The data to be stored in the AVL tree is to be generic and work for either an Integer or an Object (of the puzzle variety).
Illustrate that the AVL tree is working properly by running the tests shown in the sample code. The starter code includes a Dwarf class so you can see how the code works with an object you create. Do not skip this step! Debugging on a simple example saves a ton of time!
Use the AVL tree as a priority queue to improve your solution to the word Ladder problem (of program 1). This is the idea. Suppose instead of looking at solutions in the regular order (which we used in program 1), what if you considered partial solutions which look closer? For example, which of the following is the best ladder to pursue if I want a word ladder from “stone” to “money”:
Explain why you think one choice is better than others?
Note, we don’t know that the one that looks the best IS the best. We are just saying, we will look at our best choice in each round (but keep the other choices in case they start to look better).
A priority queue is a queue such that insertions are made in any order, but when you remove a node from the queue, it is the one with the best priority. Our priority will be an estimation of the total amount of work needed to solve the problem – so a lower score is preferred. Thus, we will first consider ladders that “look better” to us.

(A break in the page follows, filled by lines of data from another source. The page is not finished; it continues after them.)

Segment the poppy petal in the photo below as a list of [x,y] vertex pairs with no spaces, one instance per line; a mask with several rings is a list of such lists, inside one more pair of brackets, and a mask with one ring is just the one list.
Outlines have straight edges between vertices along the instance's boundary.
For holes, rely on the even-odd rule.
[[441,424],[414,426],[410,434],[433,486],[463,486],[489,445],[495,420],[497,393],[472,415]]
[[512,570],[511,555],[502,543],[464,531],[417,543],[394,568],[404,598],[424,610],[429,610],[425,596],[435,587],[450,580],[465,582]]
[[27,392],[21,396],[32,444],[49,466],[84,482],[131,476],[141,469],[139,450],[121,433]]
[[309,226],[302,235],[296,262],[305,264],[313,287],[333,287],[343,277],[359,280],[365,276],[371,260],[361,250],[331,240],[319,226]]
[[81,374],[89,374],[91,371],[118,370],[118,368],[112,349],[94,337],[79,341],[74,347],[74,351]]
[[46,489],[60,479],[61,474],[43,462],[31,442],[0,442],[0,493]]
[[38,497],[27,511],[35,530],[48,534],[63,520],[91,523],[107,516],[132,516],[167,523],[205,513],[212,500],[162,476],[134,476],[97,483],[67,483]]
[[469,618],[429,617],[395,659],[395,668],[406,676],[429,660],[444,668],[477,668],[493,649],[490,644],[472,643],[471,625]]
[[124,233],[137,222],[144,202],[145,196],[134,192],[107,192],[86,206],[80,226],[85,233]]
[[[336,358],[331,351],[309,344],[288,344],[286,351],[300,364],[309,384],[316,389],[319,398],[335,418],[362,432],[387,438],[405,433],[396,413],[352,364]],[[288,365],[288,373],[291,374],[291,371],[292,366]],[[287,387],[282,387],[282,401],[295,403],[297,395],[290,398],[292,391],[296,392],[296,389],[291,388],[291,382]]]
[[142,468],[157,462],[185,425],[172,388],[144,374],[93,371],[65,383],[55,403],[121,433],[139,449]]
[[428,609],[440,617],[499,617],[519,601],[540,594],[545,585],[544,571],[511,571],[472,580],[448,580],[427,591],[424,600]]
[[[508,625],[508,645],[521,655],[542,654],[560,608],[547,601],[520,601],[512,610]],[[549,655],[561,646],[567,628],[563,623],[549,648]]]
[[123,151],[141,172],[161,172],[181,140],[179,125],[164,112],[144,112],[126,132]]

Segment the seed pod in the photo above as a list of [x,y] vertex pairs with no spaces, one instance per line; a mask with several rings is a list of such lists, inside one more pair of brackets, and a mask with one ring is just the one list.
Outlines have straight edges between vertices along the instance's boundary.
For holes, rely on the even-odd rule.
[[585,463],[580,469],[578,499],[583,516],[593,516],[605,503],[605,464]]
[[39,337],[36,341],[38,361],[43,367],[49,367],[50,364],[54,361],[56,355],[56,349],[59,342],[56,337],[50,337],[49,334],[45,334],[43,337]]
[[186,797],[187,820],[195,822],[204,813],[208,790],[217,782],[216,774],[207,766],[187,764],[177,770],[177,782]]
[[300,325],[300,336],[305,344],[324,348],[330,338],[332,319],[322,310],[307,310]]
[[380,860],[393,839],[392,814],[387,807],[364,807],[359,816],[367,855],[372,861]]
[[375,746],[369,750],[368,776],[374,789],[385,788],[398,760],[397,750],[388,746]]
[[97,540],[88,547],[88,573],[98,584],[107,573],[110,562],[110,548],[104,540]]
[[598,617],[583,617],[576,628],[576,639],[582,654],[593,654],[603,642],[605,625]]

In our previous solution, (program 1) , we considered all one-move solutions before considering all two move solutions, and so on. If we are smarter in which solutions we consider, we can improve the functioning of the solution. In this assignment, you will compare your previous solution to this new technique.
We extend our WordInfo to contain
• priority (moves + estimated cost to reach a solution)
Best-first search. We describe a solution to the problem that illustrates a general artificial intelligence methodology known as the A* search algorithm. For each possible choice, we store the “expected total work” to reach a solution. This expected total work is termed the “priority”. Thus, lower is better.
First, insert the initial state into a priority queue. Then, delete from the priority queue the state with the smallest priority, and insert onto the priority queue all neighboring states (those that can be reached in one more move) using an appropriate estimated cost for each. Repeat this procedure until the state removed from the priority queue is the goal state. The success of this approach hinges on the choice of estimated cost or priority function.
You can compute your “expected work function” any way you want as long it is reasonable and underestimates the real cost. Be creative. Since our expected work underestimates the real work, as soon as we dequeue a ladder which has the goal state, we have a ladder of the shortest possible length. When we dequeue, we know everything else we will enqueue in the future will take at least as many moves to reach the goal.
Here is one choice for computing priority:
• the Length of the ladder (work so far) + number of letters that are NOT correct (minimal number of steps to goal)
Feel free to do something more exotic if you wish.
Since we want to compare this version with our brute force solution in program 1, you will need to have both methods working.
1. Show the output for various inputs using both methods (brute force and A*). Your output should include
a. The final word ladder
b. Length of final word ladder
c. Which method was used
d. total number of states enqueued.
e. Test that the length of the word ladder is the same for both
For example, my output looked like:
Seeking a solution from kiss -woof Size of List 3862
[kiss kins wins wons woos woof ] total enqueues 2435
Seeking a A* solution from kiss -woof Size of List 3862
[kiss wiss wits wots woos woof ] total enqueues 196
2. Find an example for which your “more intelligent” method saves significant time over the brute force method of program 1. Show the same output for this example.
Show the output for at least the following:
• kiss woof
• cock numb
• jura such
• stet whey
• rums numb
• An Example of your choosing
HINT 1: Be methodical about debugging. Create a small data set to test with. I called mine “tinyDictionary.txt”. (It can have made up words if that is easier.) Print out every partial solution so you can see if it is doing things correctly.
During debug, when using the A* search, show each ladder as you pull it off the queue. Be sure to print its priority.
Hint 2: There is one catch. In program 1, we wouldn’t reuse a word in a word ladder if it was already in a word ladder. The thinking was this. We processed word ladders in order of length. If we previously had a word ladder of length 4 ending in “clone”, there was no point is generating a longer ladder ending in “clone” because it would certainly be worse.
HOWEVER, if we don’t always work on the shortest ladder (but work on the “best” solution), we may lose a good solution by not allowing word reuse.
This was my solution. I kept track of the position in the word ladder where a word was used. If I ever wanted to use it at an EARLIER position, I allowed it. In most cases, it didn’t matter. BUT, in some cases it did.